Dalam tradisi fiqh, Imam As-Syafi'i (w. 204 H) dalam "Al-Umm" mengembangkan konsep ini lebih jauh dengan mengklasifikasikan najis dalam beberapa tingkatan. Beliau membangun argumentasi bahwa "rijsun" yang disebutkan dalam ayat tersebut menjadi dasar bagi pemahaman tentang najis yang bersifat hissi (material) dan ma'nawi (spiritual). Klasifikasi ini kemudian menjadi fondasi bagi pengembangan hukum-hukum thaharah dalam mazhab Syafi'i.

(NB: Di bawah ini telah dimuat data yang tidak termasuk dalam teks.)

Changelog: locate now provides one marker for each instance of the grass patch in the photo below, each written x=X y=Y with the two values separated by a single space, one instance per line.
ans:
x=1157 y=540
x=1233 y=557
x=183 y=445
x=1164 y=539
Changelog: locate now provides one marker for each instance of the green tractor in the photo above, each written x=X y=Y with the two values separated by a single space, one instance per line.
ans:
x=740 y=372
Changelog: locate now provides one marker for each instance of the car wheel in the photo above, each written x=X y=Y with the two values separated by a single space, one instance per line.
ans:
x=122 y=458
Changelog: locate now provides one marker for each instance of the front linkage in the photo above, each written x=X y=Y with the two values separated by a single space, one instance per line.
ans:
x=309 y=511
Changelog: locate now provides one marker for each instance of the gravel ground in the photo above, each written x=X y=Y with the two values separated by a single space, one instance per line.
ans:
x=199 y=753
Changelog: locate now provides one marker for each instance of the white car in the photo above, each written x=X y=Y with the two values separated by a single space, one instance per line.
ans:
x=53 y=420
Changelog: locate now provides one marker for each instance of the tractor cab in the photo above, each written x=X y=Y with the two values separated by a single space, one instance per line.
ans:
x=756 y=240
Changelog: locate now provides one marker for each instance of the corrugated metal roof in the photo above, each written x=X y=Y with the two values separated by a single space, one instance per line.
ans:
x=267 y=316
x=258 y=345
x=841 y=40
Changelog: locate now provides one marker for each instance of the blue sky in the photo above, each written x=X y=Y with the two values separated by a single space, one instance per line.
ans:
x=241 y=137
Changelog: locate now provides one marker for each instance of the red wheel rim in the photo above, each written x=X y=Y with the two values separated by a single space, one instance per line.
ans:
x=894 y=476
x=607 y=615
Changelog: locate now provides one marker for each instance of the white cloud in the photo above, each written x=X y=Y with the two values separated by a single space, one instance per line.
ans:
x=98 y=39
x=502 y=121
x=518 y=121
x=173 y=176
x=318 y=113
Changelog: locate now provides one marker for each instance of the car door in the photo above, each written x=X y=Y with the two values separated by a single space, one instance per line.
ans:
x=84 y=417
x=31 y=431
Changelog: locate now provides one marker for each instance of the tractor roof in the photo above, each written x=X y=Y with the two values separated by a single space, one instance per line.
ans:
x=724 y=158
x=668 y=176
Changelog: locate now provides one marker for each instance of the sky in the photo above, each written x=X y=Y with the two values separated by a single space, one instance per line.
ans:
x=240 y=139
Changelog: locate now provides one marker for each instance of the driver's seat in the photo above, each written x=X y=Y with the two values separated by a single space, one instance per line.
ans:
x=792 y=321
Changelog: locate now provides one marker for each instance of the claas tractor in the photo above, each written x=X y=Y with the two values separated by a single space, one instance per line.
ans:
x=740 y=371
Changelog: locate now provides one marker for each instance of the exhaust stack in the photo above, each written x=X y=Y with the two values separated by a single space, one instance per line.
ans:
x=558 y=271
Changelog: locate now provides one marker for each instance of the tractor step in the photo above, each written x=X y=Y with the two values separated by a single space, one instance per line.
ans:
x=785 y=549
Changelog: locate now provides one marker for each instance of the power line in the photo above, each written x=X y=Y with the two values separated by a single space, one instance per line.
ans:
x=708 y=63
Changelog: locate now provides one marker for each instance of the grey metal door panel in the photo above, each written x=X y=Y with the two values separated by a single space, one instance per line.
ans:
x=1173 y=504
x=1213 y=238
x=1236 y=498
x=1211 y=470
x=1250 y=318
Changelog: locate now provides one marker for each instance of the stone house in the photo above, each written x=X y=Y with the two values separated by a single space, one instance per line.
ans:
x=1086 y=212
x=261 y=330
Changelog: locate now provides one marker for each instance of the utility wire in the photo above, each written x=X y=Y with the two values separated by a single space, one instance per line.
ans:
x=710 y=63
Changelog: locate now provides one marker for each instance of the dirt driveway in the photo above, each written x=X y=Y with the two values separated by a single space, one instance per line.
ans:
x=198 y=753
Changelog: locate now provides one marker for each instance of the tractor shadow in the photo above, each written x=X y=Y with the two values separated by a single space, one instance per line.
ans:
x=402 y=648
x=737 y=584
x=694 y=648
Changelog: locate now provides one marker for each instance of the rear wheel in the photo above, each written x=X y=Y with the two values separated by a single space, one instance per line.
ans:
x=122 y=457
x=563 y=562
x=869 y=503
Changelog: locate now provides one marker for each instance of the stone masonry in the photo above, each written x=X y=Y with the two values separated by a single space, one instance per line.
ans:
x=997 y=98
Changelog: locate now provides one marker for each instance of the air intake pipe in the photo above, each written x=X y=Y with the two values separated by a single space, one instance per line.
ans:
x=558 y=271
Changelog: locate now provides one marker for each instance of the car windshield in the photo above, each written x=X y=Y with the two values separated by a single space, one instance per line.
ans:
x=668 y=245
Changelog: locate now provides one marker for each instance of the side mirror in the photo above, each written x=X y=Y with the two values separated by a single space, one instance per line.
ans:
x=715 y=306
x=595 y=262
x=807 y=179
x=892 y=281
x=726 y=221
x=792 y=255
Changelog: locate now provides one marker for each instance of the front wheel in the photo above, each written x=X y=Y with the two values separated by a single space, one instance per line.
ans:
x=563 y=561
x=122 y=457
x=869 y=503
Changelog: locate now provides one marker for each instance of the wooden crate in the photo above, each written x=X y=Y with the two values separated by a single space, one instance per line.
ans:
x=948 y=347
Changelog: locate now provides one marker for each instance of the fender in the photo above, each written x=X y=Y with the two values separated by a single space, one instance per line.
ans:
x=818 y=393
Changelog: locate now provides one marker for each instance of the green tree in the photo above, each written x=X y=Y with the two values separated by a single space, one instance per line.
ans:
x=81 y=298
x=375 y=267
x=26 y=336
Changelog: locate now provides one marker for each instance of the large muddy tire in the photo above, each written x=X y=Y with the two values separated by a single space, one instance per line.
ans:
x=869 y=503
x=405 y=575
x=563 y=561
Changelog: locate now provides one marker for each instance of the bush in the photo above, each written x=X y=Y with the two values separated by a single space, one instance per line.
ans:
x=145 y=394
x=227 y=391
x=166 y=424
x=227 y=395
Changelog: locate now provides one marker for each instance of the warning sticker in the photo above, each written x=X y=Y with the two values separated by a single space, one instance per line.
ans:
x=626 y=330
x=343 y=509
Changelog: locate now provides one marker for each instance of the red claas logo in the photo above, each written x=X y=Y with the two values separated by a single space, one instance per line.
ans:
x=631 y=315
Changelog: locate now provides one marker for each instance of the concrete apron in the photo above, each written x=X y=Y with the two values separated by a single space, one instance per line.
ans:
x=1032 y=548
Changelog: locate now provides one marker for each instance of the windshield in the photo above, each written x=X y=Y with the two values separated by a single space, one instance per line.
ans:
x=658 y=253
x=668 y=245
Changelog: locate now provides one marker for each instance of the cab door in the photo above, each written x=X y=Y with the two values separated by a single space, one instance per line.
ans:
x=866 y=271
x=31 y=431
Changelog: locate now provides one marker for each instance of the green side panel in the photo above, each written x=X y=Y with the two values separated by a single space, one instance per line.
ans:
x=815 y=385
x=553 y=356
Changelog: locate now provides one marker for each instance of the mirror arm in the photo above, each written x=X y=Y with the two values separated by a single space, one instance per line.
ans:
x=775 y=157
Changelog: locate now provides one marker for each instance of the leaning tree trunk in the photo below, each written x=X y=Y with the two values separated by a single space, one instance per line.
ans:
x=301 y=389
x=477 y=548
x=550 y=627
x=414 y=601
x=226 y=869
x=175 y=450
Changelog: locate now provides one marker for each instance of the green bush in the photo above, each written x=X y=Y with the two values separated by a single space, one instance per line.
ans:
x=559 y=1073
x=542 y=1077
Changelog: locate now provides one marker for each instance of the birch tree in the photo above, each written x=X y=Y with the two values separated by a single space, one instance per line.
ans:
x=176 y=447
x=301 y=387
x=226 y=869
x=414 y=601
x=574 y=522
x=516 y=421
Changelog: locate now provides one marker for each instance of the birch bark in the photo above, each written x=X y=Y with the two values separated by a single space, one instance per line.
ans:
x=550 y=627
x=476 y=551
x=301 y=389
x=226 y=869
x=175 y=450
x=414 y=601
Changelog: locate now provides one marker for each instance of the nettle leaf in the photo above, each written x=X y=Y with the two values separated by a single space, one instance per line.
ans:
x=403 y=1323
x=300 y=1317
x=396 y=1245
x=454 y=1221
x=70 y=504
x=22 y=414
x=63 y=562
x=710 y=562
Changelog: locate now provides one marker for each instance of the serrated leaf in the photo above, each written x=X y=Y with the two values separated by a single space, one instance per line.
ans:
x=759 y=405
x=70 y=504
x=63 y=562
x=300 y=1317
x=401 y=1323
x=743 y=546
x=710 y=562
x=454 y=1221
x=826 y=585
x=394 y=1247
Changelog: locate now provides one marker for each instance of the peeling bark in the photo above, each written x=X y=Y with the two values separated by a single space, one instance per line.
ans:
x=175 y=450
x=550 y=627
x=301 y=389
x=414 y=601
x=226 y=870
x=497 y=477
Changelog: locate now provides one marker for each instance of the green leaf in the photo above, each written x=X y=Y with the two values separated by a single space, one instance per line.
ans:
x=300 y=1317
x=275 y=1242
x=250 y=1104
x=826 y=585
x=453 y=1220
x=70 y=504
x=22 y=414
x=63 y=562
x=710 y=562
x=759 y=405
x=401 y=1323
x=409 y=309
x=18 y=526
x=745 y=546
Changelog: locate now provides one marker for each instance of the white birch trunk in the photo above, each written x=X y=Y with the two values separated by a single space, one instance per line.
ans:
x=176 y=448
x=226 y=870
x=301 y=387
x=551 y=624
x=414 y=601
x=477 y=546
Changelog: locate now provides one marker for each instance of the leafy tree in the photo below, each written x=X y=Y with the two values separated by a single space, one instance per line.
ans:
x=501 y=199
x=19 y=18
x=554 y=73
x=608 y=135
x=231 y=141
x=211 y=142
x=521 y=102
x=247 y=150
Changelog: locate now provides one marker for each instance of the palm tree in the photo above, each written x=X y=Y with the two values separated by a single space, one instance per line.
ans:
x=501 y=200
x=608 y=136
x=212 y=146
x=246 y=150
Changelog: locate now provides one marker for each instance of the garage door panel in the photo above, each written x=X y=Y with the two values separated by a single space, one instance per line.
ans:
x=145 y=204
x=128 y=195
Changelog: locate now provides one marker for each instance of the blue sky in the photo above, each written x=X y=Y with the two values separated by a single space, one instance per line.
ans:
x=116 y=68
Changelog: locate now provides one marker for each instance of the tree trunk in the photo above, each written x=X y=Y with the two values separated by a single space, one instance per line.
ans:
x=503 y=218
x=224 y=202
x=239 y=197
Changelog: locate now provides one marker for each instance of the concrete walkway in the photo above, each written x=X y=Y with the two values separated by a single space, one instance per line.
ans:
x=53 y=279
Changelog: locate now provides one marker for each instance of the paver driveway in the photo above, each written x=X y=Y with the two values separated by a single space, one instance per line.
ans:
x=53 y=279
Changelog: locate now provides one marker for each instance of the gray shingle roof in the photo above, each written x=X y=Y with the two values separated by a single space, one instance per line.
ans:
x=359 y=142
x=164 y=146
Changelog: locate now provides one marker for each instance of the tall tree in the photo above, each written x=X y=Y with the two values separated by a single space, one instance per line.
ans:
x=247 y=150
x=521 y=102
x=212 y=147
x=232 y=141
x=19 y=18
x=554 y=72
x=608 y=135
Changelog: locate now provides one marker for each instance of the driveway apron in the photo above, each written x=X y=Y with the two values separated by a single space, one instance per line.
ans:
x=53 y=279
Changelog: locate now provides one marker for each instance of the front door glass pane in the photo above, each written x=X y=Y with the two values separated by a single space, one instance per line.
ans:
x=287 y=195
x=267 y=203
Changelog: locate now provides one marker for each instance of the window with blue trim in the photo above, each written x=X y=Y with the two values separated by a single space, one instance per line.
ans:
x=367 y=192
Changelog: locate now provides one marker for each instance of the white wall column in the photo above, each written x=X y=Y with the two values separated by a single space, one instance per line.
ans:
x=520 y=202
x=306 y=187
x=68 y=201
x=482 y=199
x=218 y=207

Imam Al-Ghazali (w. 505 H), dalam masterpiece-nya "Ihya' Ulumuddin", membawa diskusi ini ke dimensi yang lebih mendalam. Beliau mengaitkan konsep "rijsun" dengan kesucian hati dan pembentukan akhlak. Menurut Al-Ghazali, najis yang disebutkan dalam Al-Maidah 90 merupakan representasi dari hal-hal yang dapat menghalangi qalbu dari mendapatkan ma'rifatullah. Perspektif ini memberikan dimensi tasawuf dalam pemahaman tentang najis dan kesucian. Dalam konteks metodologis, Imam As-Syatibi (w. 790 H) dalam "Al-Muwafaqat" menganalisis ayat ini dari perspektif maqashid syariah. Beliau menjelaskan bahwa pengharaman hal-hal yang disebut sebagai "rijsun" dalam ayat tersebut berkaitan erat dengan perlindungan terhadap lima aspek fundamental dalam syariat: agama, jiwa, akal, keturunan, dan harta. Pendekatan ini memberikan framework komprehensif dalam memahami hikmah di balik konsep najis dalam Islam.
Ulama kontemporer seperti Wahbah Az-Zuhaili dalam "Al-Fiqh Al-Islami wa Adillatuhu" mengintegrasikan berbagai perspektif klasik ini dalam konteks modern. Beliau menjelaskan bahwa pemahaman tentang "rijsun" harus mencakup realitas kontemporer, di mana bentuk-bentuk najis dan kotoran moral mungkin telah berevolusi namun esensinya tetap sama sebagaimana yang diisyaratkan dalam Al-Quran. Yusuf Al-Qaradhawi, dalam berbagai karyanya, menekankan pentingnya memahami konsep "rijsun" dalam kerangka yang lebih luas. Beliau menggarisbawahi bahwa pemahaman tentang najis dan kesucian dalam Islam tidak boleh terbatas pada aspek ritual semata, melainkan harus diimplementasikan dalam kehidupan sosial dan moral masyarakat modern.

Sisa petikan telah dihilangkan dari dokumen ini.